Detecting these actions via wikitext requires having a complete list of the various moderation-related templates. While past work has worked on this challenge for generating datasets of reliability issues on English Wikipedia (Wiki-Reliability), our context is a good bit different: we need an approach that will scale to all languages of Wikipedia, require minimal maintenance or manual intervention to keep up-to-date, and we don't just need a representative set but a complete set (otherwise we'll be missing an unknown amount of moderation).

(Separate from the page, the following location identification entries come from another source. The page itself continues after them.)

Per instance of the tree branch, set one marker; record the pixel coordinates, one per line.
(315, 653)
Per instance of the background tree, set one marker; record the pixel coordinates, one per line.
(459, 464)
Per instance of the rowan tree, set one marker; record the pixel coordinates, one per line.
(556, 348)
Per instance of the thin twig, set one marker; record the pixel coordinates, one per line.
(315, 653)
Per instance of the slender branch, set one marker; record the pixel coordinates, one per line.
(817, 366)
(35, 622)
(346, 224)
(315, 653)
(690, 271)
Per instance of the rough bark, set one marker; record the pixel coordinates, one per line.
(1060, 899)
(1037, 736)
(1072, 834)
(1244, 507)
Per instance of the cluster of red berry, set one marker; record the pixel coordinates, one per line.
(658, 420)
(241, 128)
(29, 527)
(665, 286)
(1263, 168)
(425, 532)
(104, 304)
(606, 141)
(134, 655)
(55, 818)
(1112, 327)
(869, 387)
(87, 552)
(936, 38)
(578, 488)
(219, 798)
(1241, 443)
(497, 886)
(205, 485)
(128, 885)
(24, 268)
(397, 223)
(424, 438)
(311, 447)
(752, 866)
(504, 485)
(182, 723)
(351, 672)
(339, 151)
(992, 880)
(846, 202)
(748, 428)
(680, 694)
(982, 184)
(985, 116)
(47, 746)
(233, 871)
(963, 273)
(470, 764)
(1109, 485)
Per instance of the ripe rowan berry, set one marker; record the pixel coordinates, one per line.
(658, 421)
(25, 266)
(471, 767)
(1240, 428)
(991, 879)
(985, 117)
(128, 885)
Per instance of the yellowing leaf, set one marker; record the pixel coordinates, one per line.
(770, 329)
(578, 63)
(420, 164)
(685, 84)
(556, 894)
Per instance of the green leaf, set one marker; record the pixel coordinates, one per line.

As such, a much better strategy would be to rely on the HTML to detect these messageboxes and in-line tags. Specifically, messageboxes have a common CSS class across language editions. There is likely some deviation from this as not all wikis had detectable messageboxes in a 500-article sample in this analysis, but maintaining a short-list of CSS classes is much easier than maintaining a short-list of template names because most wikis tend to build their maintenance templates on a single core module that dictates the specific CSS class. That means that each language should have at most one extra CSS class that we'd have to check for. In-line tags are a bit trickier but some combination of the following should catch them:
- Checking for superscript text that was transcluded
- Requiring the superscript text to have a link to a page within the Wikipedia namespace
- Flagging changes that add a new tracking category, especially if it's linked to the superscript text
Work needed
The mwedittypes library as of version 3.0.0 has support for basic HTML diffs. Maybe that's enough but here's an overview of remaining library-level work that could be considered as part of achieving full functionality:
- Testing: the test suite for HTML diffs is quite limited which means that there are likely edge-cases that we're missing. We've largely reduced the number of actual exceptions through testing the library at scale but that doesn't guarantee correctness (Gitlab issue).

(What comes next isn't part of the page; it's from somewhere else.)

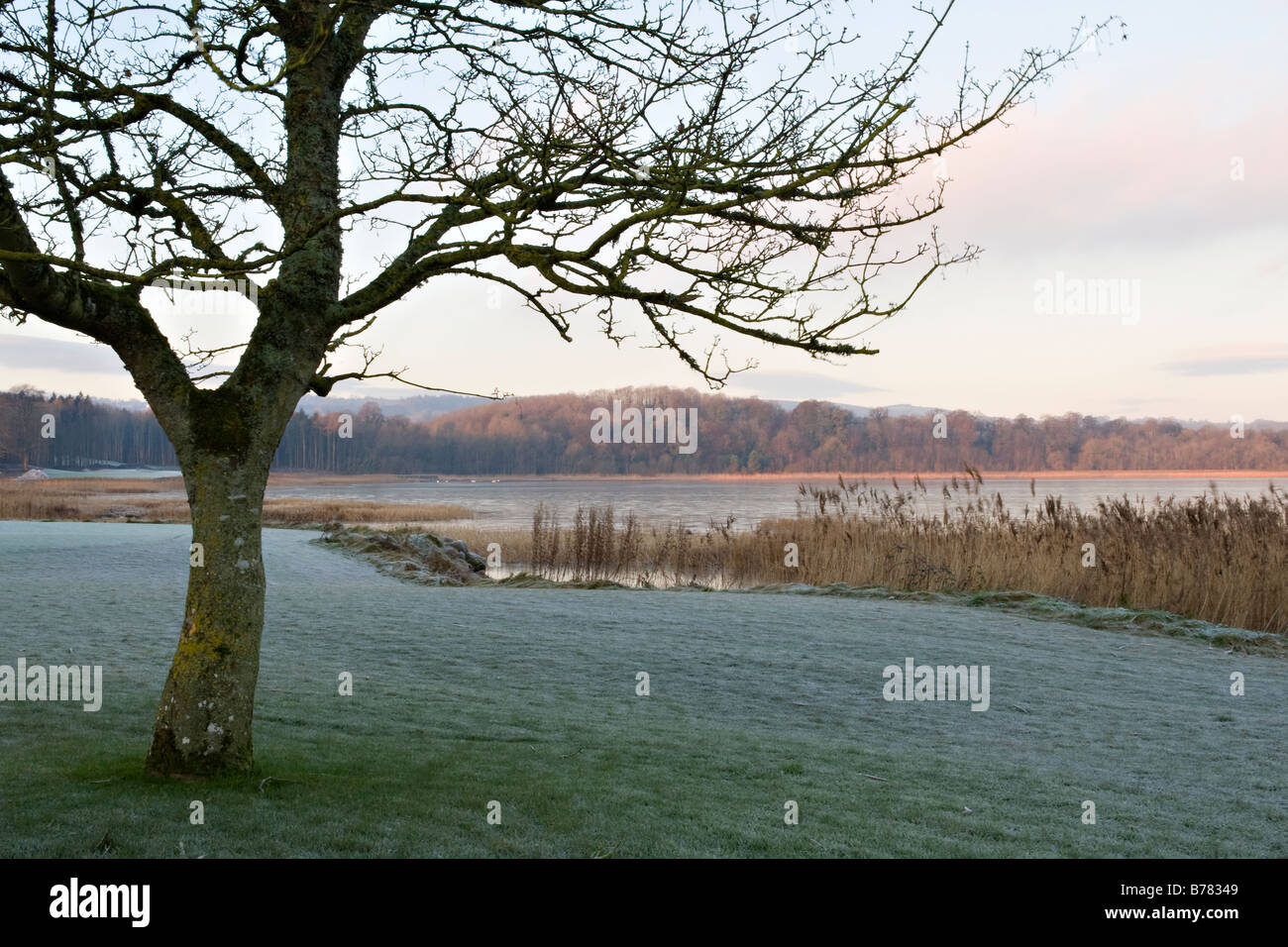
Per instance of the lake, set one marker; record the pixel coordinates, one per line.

- Templates: if we want to extract actual details of what has changed about a wikitext template parameter (that might explain the changes being seen in the HTML), this information is available in the HTML as well but is only pre-parsed for top-level templates and otherwise represented as a string. So if we need to know e.g., the details of a citation template that's nested in an infobox template, that we might need to still fallback on mwparserfromhell to parse the wikitext (notebook example for first-level template details).
- Add more edge-cases across languages for CSS-based detection: for elements like messageboxes whose detection relies on CSS classes and HTML element-types, certain languages are outliers (e.g., use a div instead of table element; use their own local CSS class instead of the more generic English-style one). There are strategic choices to be made here about extending to handle use-cases (but more complicated code) vs. encoding the current default and expecting adherence (simplicity but won't work for every wiki out-of-the-box).

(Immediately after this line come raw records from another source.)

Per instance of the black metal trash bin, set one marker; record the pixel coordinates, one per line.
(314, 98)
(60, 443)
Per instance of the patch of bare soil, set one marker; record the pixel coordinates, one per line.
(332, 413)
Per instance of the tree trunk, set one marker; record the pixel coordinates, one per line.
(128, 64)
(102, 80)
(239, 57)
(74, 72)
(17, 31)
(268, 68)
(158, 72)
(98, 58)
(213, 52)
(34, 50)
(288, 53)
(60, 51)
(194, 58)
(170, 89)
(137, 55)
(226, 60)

- Make a decision for how to handle non-whitespace-languages when summarizing text changes: right now the library splits on whitespace for whitespace-delimited languages and just counts characters for others (e.g., Chinese, Japanese, Thai). We should revisit this to both have a more consistent schema and perhaps incorporate mwtokenizer as a dependency (Gitlab issue).
Additional notes
- There are issue trackers for both mwedittypes and mwparserfromhtml on Gitlab.
- This is separate from actual reverting of edits, which can be tracked via edit tags + edit hashes and does not require inspecting a diff.